The ultimate conclusion of the novel is that if humanity is capable of such atrocity, then perhaps the race isn’t worthy of the planet it so eagerly destroys. A cautionary, contemplative portrait of mankind faced with its own mortality. Highly recommended.

Monday, May 2, 2011

Vonnegut's Vision of the Future


Player Piano by Kurt Vonnegut (1952; Dial Press, 1999, 352pp.)

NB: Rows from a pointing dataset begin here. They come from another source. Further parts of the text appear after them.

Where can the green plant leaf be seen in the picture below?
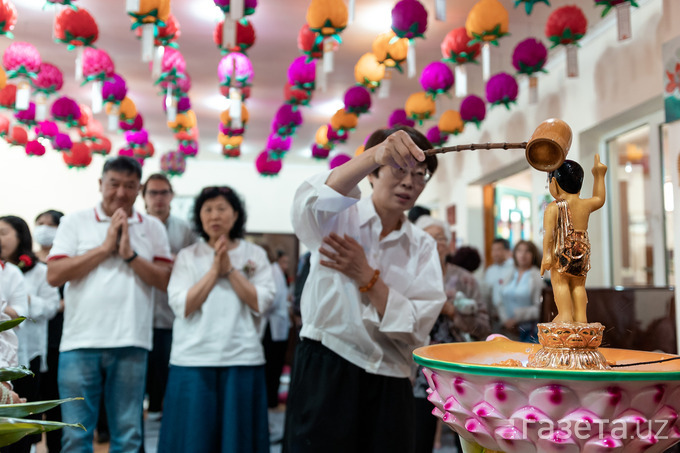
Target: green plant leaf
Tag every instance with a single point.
(13, 429)
(36, 407)
(11, 323)
(14, 373)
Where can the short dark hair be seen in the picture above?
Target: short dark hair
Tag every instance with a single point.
(536, 256)
(123, 164)
(156, 177)
(466, 257)
(25, 243)
(504, 242)
(569, 176)
(226, 192)
(419, 139)
(416, 212)
(54, 215)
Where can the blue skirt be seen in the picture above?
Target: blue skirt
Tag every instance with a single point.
(215, 410)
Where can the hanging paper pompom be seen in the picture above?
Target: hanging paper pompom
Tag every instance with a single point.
(529, 56)
(27, 116)
(245, 37)
(320, 152)
(302, 74)
(79, 156)
(278, 146)
(436, 136)
(8, 18)
(46, 129)
(390, 50)
(173, 163)
(450, 122)
(173, 66)
(473, 110)
(62, 142)
(97, 65)
(327, 17)
(456, 47)
(150, 12)
(436, 78)
(75, 27)
(100, 145)
(529, 4)
(488, 20)
(236, 70)
(343, 120)
(21, 58)
(286, 120)
(296, 96)
(308, 43)
(67, 110)
(566, 25)
(357, 100)
(114, 89)
(49, 79)
(249, 6)
(409, 19)
(369, 72)
(609, 4)
(502, 89)
(399, 117)
(35, 148)
(420, 107)
(338, 160)
(166, 35)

Welcome to Ilium, New York, a dystopia where machines have overtaken the usefulness of the common worker. Vonnegut follows the standard formula in his offering to the dystopian genre: the protagonist, trapped in a severely flawed society, tries to overcome his plight and ends up, more often than not, as just another casualty of the system. In this case, the hero is Dr. Paul Proteus, an engineer and one of the big wigs at Ilium Works. Education and money divide the city into the haves and the have nots, with the highest paying jobs going to those who have earned at least a master’s degree (those with less than a bachelor’s are assigned manual labor). Proteus feels stifled by the boring life of social functions and parties, and often goes slumming in the poorer parts of the city. Here, he is witness to the life of the “common people,” the undereducated second-class citizens who have lost their jobs to machines, and soon comes to empathize more with them than with his own class. When he is contacted by the infamous Ghost Shirt Society, an underground organization that seeks to overthrow the machines, he is given a chance to change the face of society itself. It’s not exactly an original idea, but it is a classic one in science fiction: what happens when man’s role in society is replaced by the very inventions he created to make his life easier? Player Piano is a timeless book about modern man’s fear of technology’s possibilities, and the universal worry that society as we know it will change beyond our recognition. This is a very funny, sarcastic vision of the future that any lover of classic science fiction is guaranteed to love.

Click on cover for image source.

Wednesday, April 21, 2010

By Turns Both Enlightening and Agonizing


Independent People by Halldór Laxness (1934; Vintage, 1997, 482 pp.)


This 1955 winner of the Nobel Prize in Literature is unlike any book you will ever read. It is a multigenerational tale focusing on the bleak, oppressive living conditions of rural Iceland in the early twentieth century, in particular on one Bjartur of Summerhouses, a sheep farmer who is fiercely independent. Although the book is subtitled “an epic,” perhaps it should instead be titled “a depressing, satirical epic that actually makes you laugh once in a while.” This is by no means an easy read. Weighing in at almost 500 pages, this dry, plodding tome spends whole chapters wading through minute details on local politics and the economy with an attentive (and infuriating) sort of calm. The story itself is almost painful to read at times, oscillating between delightful humor and black despair. It relates, for example, Bjartur’s delight in rolling big rocks from cliff-tops and watching them fall (who doesn’t like doing that?), while later describing the slow starvation and eventual death of his flock one spring. Our hero is infuriating, bullheaded, and stubborn, but reassuringly human at his core, allowing the reader to cheer him on, once in a while, as he blunders his way through life. Independent People is an admirable, poetic novel, by turns both masterful and agonizing on the nerves. It’s the kind of book that one will appreciate having read at least once, but not plan to revisit anytime soon.